163 combined 🏆 for @TigerWoods and Sam Snead.
— PGA TOUR (@PGATOUR) April 15, 2019
The Tiger machine will market much of itself. Sunday’s live Masters coverage averaged 10.8 million viewers, the most for a morning golf broadcast in 32 years. Over 1 billion minutes of Masters coverage was streamed over the four days, according to CBS Sports.
That provides a runway for the PGA Tour to market its other stars, or as Neal notes, the generation Woods created.

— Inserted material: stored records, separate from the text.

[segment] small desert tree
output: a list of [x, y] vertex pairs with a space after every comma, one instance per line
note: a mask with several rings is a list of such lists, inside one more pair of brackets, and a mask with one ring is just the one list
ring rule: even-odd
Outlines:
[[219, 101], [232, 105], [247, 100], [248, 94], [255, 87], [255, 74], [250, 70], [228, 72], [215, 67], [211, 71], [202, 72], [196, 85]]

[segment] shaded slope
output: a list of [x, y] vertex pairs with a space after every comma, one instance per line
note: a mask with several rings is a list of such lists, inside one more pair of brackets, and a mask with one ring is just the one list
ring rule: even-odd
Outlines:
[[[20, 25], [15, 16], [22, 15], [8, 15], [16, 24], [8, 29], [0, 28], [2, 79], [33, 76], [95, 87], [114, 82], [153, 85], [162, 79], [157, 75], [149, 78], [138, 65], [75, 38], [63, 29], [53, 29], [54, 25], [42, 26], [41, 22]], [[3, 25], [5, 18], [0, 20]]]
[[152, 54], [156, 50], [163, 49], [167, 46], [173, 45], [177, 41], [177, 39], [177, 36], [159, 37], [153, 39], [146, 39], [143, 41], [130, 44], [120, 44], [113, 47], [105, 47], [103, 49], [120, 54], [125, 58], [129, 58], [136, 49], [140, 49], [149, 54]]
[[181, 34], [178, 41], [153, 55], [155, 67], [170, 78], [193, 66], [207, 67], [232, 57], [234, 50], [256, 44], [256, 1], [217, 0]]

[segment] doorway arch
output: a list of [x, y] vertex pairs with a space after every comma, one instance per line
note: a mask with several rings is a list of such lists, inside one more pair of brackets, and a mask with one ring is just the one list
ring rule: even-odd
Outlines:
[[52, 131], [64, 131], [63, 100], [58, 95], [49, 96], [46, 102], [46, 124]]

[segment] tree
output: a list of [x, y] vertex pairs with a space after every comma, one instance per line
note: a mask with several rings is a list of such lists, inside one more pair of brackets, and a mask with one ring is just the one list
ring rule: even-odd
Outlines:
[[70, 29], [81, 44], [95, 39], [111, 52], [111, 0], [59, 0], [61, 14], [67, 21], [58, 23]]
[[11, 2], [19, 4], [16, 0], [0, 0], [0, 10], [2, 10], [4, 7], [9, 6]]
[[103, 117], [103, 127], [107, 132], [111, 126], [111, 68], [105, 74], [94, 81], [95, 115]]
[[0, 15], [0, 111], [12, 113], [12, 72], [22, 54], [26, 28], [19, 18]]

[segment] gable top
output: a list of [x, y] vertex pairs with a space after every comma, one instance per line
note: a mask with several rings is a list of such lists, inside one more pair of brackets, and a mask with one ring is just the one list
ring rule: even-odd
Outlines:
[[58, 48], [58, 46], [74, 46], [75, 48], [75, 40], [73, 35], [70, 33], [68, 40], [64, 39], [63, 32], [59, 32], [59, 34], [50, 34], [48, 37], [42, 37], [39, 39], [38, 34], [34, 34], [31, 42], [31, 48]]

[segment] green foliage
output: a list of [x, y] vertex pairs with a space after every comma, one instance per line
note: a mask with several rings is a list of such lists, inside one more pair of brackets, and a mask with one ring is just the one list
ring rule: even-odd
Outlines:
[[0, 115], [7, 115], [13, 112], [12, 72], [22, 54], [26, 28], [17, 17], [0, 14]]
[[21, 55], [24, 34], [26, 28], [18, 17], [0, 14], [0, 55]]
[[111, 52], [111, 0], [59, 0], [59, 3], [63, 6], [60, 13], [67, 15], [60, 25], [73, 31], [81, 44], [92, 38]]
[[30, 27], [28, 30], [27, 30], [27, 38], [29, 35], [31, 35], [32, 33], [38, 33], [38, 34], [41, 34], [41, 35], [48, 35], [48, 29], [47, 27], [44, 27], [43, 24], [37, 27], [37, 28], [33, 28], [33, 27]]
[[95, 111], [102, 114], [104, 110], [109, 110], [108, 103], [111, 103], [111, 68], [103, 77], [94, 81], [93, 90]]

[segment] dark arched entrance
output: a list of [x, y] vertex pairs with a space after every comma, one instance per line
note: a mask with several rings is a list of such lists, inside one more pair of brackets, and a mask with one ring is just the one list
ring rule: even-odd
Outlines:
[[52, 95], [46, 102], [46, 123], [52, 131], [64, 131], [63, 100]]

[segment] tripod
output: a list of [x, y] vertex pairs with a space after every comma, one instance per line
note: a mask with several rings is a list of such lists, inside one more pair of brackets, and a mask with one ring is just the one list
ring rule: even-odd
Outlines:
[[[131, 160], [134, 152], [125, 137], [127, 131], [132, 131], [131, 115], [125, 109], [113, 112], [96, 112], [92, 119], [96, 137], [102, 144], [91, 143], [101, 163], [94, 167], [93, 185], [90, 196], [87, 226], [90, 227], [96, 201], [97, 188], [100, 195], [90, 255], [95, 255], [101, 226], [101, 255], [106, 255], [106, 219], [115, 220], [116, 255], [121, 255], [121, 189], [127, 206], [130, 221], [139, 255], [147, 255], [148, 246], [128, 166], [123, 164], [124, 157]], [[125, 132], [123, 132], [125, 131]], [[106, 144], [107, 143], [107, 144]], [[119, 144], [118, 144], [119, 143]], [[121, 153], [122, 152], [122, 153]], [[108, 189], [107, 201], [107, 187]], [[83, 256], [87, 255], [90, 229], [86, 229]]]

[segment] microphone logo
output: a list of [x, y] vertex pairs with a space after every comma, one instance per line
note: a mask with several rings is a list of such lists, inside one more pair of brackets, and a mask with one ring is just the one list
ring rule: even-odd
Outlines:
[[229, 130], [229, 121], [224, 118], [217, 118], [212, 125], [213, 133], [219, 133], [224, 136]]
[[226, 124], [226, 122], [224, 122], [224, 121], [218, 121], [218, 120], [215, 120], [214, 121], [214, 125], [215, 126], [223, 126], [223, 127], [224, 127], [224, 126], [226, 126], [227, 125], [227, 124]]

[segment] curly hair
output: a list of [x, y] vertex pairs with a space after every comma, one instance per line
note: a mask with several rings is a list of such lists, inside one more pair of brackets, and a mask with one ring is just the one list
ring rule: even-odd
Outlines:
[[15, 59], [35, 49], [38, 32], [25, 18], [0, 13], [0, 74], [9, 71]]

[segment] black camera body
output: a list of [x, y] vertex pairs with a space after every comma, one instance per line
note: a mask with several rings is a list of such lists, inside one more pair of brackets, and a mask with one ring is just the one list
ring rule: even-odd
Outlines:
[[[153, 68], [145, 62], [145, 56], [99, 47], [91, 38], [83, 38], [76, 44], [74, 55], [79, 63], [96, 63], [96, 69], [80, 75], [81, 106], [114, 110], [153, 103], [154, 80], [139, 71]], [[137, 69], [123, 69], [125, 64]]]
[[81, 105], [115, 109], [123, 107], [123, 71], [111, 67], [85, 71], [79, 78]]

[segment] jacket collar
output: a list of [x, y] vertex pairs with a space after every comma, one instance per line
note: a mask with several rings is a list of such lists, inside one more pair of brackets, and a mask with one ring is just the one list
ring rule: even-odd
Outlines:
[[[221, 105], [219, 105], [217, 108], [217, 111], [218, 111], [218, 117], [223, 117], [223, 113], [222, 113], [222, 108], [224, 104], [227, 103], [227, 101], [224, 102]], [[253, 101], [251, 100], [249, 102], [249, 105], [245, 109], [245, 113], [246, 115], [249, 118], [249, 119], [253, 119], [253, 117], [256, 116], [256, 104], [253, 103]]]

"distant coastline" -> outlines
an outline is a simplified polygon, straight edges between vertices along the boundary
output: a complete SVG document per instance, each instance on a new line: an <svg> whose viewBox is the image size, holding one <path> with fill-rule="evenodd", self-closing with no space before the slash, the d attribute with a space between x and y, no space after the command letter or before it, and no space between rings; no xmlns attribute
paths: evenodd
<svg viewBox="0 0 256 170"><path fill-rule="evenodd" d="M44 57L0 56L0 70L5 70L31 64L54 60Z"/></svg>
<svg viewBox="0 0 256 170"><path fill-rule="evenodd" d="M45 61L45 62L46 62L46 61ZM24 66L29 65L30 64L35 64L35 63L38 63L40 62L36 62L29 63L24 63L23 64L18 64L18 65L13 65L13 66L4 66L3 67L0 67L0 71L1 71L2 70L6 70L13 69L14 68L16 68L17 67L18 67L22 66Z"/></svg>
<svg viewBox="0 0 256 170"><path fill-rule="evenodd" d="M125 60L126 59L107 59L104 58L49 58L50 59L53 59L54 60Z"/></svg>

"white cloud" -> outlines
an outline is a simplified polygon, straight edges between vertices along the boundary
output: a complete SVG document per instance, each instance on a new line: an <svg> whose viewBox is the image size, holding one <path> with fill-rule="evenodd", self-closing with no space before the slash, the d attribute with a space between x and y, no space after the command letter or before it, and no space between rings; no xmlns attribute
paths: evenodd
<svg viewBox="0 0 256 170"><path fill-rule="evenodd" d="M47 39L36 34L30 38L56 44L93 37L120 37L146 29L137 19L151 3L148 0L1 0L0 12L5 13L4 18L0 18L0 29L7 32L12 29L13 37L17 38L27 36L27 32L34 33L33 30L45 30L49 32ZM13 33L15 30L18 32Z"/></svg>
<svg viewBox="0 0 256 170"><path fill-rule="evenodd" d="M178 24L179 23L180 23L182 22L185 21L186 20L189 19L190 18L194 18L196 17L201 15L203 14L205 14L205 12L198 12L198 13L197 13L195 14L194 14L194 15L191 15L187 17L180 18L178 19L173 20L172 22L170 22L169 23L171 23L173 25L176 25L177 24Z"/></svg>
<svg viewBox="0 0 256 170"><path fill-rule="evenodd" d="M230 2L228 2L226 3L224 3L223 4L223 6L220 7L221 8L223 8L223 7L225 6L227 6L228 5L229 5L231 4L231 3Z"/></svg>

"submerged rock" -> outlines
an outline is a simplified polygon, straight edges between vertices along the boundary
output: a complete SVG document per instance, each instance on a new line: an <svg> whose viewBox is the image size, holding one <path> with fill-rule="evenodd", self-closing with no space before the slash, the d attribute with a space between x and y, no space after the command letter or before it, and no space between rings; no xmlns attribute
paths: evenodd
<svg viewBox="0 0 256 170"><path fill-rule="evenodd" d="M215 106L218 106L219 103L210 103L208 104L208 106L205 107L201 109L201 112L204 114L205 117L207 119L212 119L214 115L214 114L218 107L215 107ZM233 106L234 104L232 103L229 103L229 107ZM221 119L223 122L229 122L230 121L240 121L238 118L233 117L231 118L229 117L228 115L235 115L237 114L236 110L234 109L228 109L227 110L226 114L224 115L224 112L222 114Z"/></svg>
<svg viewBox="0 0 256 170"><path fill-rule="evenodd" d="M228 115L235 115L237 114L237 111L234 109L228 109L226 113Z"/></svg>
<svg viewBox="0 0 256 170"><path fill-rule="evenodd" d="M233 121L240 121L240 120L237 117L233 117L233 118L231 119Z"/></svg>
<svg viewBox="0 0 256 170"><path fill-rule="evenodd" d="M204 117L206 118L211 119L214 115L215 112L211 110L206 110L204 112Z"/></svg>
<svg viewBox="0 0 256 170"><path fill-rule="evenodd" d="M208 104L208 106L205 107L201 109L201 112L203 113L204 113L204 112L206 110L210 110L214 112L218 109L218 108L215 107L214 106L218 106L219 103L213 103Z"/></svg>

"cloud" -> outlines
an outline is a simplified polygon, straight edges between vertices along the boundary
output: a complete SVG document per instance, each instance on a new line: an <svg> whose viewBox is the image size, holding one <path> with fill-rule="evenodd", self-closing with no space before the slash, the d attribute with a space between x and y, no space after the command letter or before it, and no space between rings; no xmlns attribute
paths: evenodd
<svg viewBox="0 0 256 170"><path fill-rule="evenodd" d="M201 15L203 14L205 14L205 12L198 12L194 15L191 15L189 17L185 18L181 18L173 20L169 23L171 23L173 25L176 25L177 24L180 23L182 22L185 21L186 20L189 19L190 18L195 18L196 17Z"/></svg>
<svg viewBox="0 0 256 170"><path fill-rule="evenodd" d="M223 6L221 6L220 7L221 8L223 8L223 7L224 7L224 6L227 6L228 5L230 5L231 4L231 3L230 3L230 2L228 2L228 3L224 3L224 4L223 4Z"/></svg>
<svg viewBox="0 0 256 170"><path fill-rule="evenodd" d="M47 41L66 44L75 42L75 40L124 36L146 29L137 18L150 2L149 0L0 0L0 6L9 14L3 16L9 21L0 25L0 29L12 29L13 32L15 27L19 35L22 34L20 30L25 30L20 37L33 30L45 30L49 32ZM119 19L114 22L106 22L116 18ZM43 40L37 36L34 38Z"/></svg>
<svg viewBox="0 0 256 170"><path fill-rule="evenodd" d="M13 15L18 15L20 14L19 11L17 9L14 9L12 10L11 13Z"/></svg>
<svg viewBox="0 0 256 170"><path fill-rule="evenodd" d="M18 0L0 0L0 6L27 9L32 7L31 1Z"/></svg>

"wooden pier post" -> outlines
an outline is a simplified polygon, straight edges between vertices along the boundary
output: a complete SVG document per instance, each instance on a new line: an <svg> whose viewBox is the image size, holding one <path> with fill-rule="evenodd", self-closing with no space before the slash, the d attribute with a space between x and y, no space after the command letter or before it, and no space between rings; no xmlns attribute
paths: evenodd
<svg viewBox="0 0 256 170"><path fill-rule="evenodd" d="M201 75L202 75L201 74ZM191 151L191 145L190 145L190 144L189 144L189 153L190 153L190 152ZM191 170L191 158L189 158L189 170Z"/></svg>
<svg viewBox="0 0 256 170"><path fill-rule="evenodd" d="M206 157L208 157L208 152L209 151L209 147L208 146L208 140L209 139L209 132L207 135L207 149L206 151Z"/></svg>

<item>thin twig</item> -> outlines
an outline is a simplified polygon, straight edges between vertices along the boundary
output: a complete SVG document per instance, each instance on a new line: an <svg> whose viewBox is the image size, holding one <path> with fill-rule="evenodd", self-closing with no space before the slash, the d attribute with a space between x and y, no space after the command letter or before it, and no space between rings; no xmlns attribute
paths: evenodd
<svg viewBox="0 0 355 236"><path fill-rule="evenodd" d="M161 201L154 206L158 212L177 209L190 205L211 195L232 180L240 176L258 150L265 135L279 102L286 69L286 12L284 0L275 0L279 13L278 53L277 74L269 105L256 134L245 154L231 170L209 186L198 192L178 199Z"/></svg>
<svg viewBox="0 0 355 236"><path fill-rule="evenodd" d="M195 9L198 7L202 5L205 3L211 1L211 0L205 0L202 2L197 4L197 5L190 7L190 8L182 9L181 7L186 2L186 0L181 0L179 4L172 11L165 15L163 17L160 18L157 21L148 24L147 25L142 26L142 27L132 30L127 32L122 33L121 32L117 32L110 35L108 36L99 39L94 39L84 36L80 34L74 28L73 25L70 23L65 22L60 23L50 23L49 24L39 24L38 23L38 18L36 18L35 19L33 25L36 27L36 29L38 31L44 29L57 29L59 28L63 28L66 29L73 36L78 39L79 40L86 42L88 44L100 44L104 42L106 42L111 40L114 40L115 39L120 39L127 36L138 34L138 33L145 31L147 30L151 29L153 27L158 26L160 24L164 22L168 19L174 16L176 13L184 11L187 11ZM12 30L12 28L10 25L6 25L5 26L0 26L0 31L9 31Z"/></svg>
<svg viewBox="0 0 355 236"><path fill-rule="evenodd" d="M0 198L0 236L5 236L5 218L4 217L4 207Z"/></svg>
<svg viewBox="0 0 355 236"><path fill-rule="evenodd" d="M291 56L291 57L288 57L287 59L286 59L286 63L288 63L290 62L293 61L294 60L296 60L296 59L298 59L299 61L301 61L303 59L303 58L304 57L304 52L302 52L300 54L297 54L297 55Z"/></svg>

“If you have a passion point or interest and a player shares that back, how do we match you up with that?” Neal says. “If you’re into BMX racing, Rickie Fowler is, too. From a charity perspective, if you’re interested in Special Olympics, it’s knowing Jordan Spieth has a sister who has special needs and he’s super involved with Special Olympics. What is that runway to becoming a PGA Tour fan? And it’s not just 30 or 40-year-old guys in khakis and white golf shirts. There’s so much for color and dimension out there from top to bottom. You can find a reason to have a favorite player. It’s not just Tiger.”
TaylorMade and PGA Tour were accompanied by other Woods partners with assets ready for his victory. Monster Energy, Bridgestone and Upper Deck were among those boasting about their relationships with Woods. Of course, his old pal Nike, which still provides his apparel and footwear, also remained at the forefront.
“Tiger is an incredible athlete and we are proud to have such a longstanding partnership with him. His ability to overcome obstacles in the pursuit of his crazy dream is a lesson that transcends sports and inspires us all,” Nike told FOS in a statement.
Nike was one of the few sponsors that stood by Woods in the wake of his infidelity scandal revealed in 2009. Accenture, AT&T, Gatorade, General Motors and Gillette were all among those that terminated or suspended endorsement deals with Woods around that time.
For a time, Woods was untouchable. Years of injuries and poor play only made that slide more precipitous. Now, advertisers are crafting a redemption story.
“We believe in him and one of the most beautiful things about TaylorMade is we believe in people and we recognize that life deals all of us different scenarios, but we never give up on people,” Abeles says, going back to the company’s 2017 decision to partner with Woods. “Having an opportunity to meet Tiger and become personally close with Tiger, I think what he’s done as a person and what he’s done is the golfer is incredibly admirable. And so, when we had an opportunity to get to know him and think about what’s important to him and what was important to us, it was very clear to us that it’d be a wonderful fit for both of us.”
Woods will never be able to sweep his infidelities under the rug. His value is unlikely to return to where it once was, either, back when he was shaving with Roger Federer, producing his own line of Gatorade and inspiring the world to wear red Nike shirts and black hats on Sundays.
Yet as the Tour and his current sponsors have demonstrated, he has returned to the mountain of the sports marketability. America loves a comeback story. Just ask Alex Rodriguez and Mike Tyson.
Woods is 43 years old and science says this second wave of “The Tiger Effect” won’t last as long as the first. But for the time being, the roar is back. And in golf, that is going to drive a lot of business.